# 36% increase in BG checks



## Seneca (Nov 16, 2012)

If the article is to be believed we are seeing a rather rapid acceleration of BG checks.
36% Increase in Background Checks over Same Time Last Year - Breitbart
It's about two million increase in BG checks over last year. 
It boggles the mind...that's a lot of guns going out the door, it can't all be repeat customers or collectors. Got to wonder who in those kinds of numbers is feeling the urge to be armed?


----------



## Chipper (Dec 22, 2012)

Increase in concealed carry and the zombie threat.


----------



## Moonshinedave (Mar 28, 2013)

A couple nights ago I seen my neighbor with a pistol, trust me, he's not even bright enough to be trusted with a sharp stick. He has two young daughters, it scares me,but what are you gonna do? His wife seems to have some brains, hopefully she'll keep an eye on him and the weapon.
Point is everyone, that doesn't have a reason not to, should have a right to have a weapon, but the truth is not everybody should.


----------



## txmarine6531 (Nov 18, 2015)

When I get a chance to go to the range, I always see tons of people looking to buy their first gun. Mainly pistols and ar's. Lots of them are renting pistols to try. When I bought my ar lower at the gun show last weekend, it took over an hour to get through for the check. When I walked up to get it, I overheard the guy telling his friend he had been on hold for 40 mins with another guy. Lots of guns being sold. LOTS!


----------



## Smitty901 (Nov 16, 2012)

March set a sales record for the month of March . It however did not make the list of the highest months. I did my part.


----------



## GTGallop (Nov 11, 2012)

The NRA & now NAGR are reporting record donations as well. I'm not sure if it was for 2015 or for March or what the time frame was.

I think it is the fact that we have four buffoons running for POTUS and no matter who gets elected we are all going to have to take a bite of that shit sandwich come January.
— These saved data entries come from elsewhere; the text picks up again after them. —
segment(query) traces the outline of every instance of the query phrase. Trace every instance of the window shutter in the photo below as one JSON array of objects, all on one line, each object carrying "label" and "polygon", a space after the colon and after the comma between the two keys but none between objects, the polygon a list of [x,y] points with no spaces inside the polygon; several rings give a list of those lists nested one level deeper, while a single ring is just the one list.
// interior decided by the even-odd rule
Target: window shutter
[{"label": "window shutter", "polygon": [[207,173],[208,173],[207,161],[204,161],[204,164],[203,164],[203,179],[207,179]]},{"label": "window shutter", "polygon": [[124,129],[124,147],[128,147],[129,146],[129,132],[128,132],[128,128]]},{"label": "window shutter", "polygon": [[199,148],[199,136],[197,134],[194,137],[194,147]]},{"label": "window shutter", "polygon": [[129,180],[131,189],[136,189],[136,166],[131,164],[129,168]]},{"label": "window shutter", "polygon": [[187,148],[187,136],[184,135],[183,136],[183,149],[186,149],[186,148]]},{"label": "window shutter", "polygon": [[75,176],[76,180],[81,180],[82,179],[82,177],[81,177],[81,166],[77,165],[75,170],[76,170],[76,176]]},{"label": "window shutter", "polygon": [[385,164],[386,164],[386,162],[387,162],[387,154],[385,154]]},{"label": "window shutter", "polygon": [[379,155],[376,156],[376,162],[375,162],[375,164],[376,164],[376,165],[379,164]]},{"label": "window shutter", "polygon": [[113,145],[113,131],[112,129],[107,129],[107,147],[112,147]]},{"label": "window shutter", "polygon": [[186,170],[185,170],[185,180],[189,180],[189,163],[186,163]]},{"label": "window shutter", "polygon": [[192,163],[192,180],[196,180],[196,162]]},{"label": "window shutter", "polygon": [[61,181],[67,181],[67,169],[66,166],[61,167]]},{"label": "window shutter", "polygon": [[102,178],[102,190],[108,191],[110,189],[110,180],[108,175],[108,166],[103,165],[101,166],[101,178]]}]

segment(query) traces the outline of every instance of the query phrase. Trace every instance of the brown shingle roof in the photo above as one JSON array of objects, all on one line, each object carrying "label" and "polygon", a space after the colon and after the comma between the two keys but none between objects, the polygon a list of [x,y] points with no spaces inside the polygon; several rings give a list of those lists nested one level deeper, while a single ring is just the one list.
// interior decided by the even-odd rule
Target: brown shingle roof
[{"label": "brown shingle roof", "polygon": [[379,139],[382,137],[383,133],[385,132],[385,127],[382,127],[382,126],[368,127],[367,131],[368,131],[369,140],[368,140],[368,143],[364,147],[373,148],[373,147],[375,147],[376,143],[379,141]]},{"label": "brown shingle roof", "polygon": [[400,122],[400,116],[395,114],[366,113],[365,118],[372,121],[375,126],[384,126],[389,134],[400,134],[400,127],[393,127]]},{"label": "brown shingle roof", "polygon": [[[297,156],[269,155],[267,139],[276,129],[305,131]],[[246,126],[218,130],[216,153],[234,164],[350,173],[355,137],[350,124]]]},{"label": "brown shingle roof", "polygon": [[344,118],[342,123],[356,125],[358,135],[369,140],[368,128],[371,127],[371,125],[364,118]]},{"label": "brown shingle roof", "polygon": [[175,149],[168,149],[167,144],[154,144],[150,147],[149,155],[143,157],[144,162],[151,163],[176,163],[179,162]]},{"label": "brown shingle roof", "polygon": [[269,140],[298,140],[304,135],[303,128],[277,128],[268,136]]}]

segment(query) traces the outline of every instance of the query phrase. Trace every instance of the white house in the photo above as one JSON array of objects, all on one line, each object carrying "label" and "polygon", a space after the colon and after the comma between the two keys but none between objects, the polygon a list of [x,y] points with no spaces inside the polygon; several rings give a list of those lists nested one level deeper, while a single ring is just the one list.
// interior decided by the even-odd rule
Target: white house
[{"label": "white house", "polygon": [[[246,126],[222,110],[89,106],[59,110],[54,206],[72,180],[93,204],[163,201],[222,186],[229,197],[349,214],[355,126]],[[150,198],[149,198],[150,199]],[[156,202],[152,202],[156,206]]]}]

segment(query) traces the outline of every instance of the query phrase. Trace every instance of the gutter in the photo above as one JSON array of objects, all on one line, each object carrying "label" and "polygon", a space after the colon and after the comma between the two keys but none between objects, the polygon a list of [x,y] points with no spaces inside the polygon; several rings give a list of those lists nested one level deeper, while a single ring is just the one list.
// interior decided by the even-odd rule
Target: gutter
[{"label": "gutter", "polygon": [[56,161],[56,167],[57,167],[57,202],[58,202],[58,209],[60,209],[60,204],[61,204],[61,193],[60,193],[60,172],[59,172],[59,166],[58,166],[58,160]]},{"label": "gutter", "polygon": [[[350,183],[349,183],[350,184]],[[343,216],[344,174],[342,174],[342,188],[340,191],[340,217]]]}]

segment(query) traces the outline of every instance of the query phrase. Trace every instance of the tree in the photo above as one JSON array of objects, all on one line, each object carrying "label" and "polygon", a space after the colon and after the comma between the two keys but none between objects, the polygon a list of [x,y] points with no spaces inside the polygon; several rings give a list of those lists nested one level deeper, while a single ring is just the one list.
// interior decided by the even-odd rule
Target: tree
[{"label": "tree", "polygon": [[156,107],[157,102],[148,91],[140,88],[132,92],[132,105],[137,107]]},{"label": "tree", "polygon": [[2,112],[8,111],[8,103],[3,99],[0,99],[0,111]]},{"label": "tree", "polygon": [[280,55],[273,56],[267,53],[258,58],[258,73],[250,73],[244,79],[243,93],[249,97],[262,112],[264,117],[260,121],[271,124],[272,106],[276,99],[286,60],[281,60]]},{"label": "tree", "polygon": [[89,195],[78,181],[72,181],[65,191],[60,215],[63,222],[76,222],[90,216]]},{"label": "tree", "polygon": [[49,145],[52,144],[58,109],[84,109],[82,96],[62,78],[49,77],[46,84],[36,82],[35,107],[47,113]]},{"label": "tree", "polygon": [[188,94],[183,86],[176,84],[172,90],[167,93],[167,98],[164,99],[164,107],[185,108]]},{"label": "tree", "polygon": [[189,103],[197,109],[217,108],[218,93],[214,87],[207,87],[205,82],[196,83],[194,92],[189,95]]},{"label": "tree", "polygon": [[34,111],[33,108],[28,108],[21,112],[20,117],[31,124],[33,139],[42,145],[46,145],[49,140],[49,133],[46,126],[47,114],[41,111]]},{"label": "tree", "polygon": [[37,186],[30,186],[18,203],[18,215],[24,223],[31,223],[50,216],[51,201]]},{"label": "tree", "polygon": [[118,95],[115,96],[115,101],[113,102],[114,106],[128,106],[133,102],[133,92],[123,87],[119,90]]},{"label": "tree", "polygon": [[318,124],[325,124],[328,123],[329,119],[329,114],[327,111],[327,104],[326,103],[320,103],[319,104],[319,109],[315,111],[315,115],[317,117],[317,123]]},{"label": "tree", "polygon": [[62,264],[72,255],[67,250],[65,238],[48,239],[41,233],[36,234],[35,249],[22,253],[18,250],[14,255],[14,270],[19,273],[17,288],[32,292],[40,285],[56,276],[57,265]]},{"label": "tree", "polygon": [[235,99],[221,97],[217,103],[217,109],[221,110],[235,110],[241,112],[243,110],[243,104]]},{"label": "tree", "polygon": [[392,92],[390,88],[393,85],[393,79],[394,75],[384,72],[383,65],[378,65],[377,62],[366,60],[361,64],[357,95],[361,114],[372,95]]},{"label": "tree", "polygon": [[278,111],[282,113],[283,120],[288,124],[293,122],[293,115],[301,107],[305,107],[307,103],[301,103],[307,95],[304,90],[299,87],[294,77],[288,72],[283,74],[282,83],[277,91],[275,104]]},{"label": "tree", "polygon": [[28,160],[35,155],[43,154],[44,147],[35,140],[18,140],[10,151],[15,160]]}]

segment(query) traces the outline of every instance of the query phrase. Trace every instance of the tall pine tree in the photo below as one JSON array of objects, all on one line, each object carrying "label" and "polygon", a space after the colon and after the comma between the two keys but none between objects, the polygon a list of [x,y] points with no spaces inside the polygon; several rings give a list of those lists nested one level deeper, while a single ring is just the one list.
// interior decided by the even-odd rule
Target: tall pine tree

Get your goodies while you can!


----------



## Illini Warrior (Jan 24, 2015)

you haven't seen anything yet - these 1st time buyers are just the smart sheeple with $$$$$ capable means .... no real TANGIBLE reason to be arming up - just seeing a crime increase most likely ....

just wait until the BLM "protesting" season really kicks in and a Ferguson or Baltimore powder keg explodes .... then you have FOX broadcasting the aftermath of a urban massacre ....

there isn't enough guns in the ENTIRE world for that landrush .....


----------



## sideKahr (Oct 15, 2014)

Figures in past years gave Pennsylvania a 2% license-to-carry-firearms rate on the general population. But I read recently that may have increased to 10%. Not sure that is correct, but Allegheny County (Pittsburgh) has the highest number of hunting licenses of any other county, so I guess it's possible. Lots of folks buying guns here.

http://triblive.com/sports/outdoors/10079586-74/county-sales-commission

I have a friend, a smart guy, who recently bought his first pistol for home defense. I invited him to the range for some practice, but he wasn't interested. I worry about how many people buy a gun, put it in a drawer, never fire it, and think that they are 'safe' now.


----------



## SOCOM42 (Nov 9, 2012)

With the explosion of "minority" shootings in the three big cities here, 
that "privileged" class is causing record sales at the gun shows and at the LGS's by first time buyers who have seen the light of the darkness coming.


----------



## jro1 (Mar 3, 2014)

Here in Canada, to be an owner of a restricted firearm, I have a background check run on me every day!! They check my mental health records, check up on any criminal activity, etc etc! Doesnt that make me a pretty good guy to be around when I'm all in the clear? But for some reason, the left still see me as bat shit crazy!! Doesn't make sense! The proof is in federal paper work that show other wise!


----------



## Camel923 (Aug 13, 2014)

If you think Hildabeast just might get elected or Obama will go on an executive rampage, it could explain a lot.


----------



## Slippy's-Attorney (Sep 23, 2015)

how many folks are buying person to person... no check


----------



## Oddcaliber (Feb 17, 2014)

I'm doing my part to increase the numbers!


----------



## Camel923 (Aug 13, 2014)

Slippy's-Attorney said:


> how many folks are buying person to person... no check


I would not advocate selling much of anything firearms related right now.


----------